Beyond Under-Alignment: Atomic Preference Enhanced Factuality Tuning for Large Language Models

Hongbang Yuan,Yubo Chen,Pengfei Cao,Zhuoran Jin,Kang Liu,Jun Zhao
2024-06-27
Abstract:Large language models (LLMs) have achieved remarkable success but still tend to generate factually erroneous responses, a phenomenon known as hallucination. A recent trend is to use preference learning to fine-tune models to align with factuality. However, existing work primarily evaluates fine-tuned models on in-domain (ID) datasets and the factuality on out-of-domain (OOD) datasets remains underexplored. In this paper, we conduct a comprehensive evaluation of the factuality of different models tuned by various preference learning algorithms and demonstrate that their performance on OOD datasets either increases minimally or decreases. Subsequently, we reveal that the main cause of model's failure to uphold factuality under a distribution shift is \textbf{under-alignment}, rather than \textbf{over-alignment}, by analyzing the token distribution shift of the models before and after tuning. Finally, we propose \textbf{APEFT} (\textbf{A}tomic \textbf{P}reference \textbf{E}nhanced \textbf{F}actuality \textbf{T}uning), a framework that enhances model's awareness of factuality at the granularity of individual facts. Extensive experiments demonstrate that APEFT improves model performance by an average of $\boldsymbol{3.45\%}$ on both ID and OOD datasets, which is highly effective.
Computation and Language,Artificial Intelligence
What problem does this paper attempt to address?

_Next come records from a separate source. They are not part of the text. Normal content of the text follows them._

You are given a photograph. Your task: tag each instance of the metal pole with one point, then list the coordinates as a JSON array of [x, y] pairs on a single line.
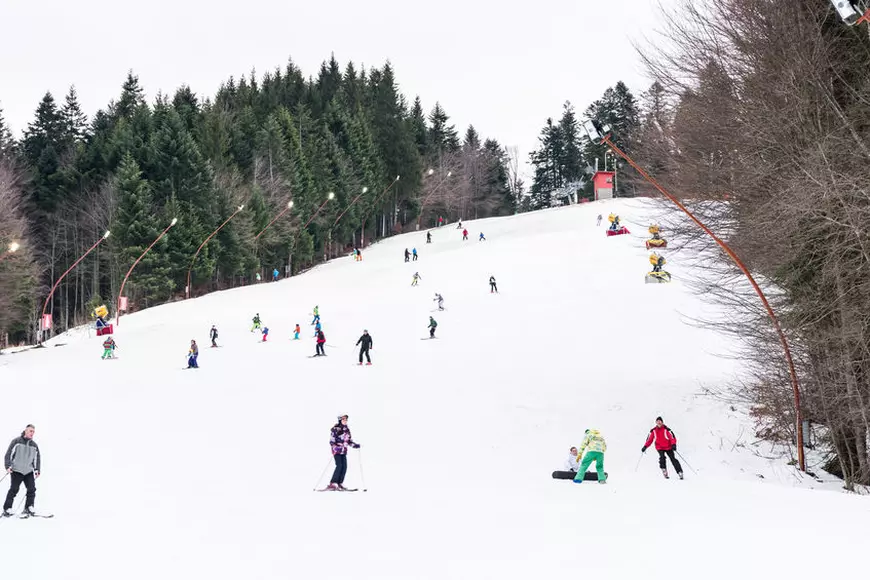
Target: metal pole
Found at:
[[199, 249], [755, 286], [130, 271], [76, 263]]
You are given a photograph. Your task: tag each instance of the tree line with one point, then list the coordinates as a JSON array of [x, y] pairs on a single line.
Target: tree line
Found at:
[[259, 142]]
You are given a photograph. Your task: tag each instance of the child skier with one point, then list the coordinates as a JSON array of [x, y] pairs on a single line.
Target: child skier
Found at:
[[321, 341], [597, 446], [666, 444], [109, 347], [192, 355]]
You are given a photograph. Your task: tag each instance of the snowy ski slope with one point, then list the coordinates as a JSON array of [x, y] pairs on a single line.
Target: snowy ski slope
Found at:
[[156, 472]]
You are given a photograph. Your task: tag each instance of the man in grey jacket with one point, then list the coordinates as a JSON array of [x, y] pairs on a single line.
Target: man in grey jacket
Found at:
[[23, 461]]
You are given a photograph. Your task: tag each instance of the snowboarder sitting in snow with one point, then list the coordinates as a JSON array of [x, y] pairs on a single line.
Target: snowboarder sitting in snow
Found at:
[[339, 440], [321, 341], [192, 355], [597, 446], [365, 344], [666, 444], [571, 463], [109, 347]]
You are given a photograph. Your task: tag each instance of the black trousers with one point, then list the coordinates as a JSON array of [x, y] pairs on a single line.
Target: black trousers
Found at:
[[340, 469], [674, 461], [29, 482]]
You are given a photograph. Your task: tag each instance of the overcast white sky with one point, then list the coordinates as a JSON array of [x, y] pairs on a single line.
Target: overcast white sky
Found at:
[[502, 66]]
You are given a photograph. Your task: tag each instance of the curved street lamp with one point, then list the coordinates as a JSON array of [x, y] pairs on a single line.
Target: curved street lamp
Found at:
[[199, 249], [604, 136], [121, 291], [62, 276]]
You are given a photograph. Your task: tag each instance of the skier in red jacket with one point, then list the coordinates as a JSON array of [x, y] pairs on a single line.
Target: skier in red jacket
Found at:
[[666, 444]]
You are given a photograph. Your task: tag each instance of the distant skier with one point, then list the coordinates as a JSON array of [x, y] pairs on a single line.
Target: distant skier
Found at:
[[321, 341], [571, 463], [24, 463], [339, 440], [597, 446], [109, 347], [666, 444], [192, 355], [365, 344]]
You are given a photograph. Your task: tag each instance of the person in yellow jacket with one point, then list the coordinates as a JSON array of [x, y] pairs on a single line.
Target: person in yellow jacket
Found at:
[[596, 446]]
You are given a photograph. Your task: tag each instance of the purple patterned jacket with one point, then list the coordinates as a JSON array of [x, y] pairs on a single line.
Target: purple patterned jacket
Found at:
[[339, 439]]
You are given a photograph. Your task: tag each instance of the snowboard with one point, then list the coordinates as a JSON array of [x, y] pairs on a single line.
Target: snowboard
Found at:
[[589, 476]]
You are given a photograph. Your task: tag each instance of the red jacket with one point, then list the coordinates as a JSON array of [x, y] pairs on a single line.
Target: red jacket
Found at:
[[664, 438]]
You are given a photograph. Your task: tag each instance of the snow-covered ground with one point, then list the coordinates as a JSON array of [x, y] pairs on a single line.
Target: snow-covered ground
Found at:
[[158, 472]]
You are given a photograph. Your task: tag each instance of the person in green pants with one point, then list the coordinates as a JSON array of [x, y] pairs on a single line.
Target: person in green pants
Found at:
[[596, 448]]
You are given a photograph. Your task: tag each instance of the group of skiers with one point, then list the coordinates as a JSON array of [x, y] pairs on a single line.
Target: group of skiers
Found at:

This paper attempts to address the hallucination problem that occurs when large language models (LLMs) generate factual responses. Specifically, although existing research adjusts models through preference learning methods to improve their factuality, these methods mainly evaluate model performance on datasets in the same domain as the training data, while insufficient research has been done on the factual performance on out - of - domain (OOD) datasets. The paper points out that the performance of existing methods on cross - domain datasets is either only slightly improved or even decreased. Therefore, by analyzing the behavioral changes of the model on different datasets before and after model tuning, the authors reveal that the main reason for the poor performance of the model on cross - domain datasets is "under - alignment" rather than "over - alignment". Based on this finding, they propose a new framework - Atomic Preference Enhanced Factuality Tuning (APEFT), which aims to enhance the model's factual awareness at the granularity of individual facts. Experimental results show that APEFT can significantly improve the model's performance on both in - domain and cross - domain datasets.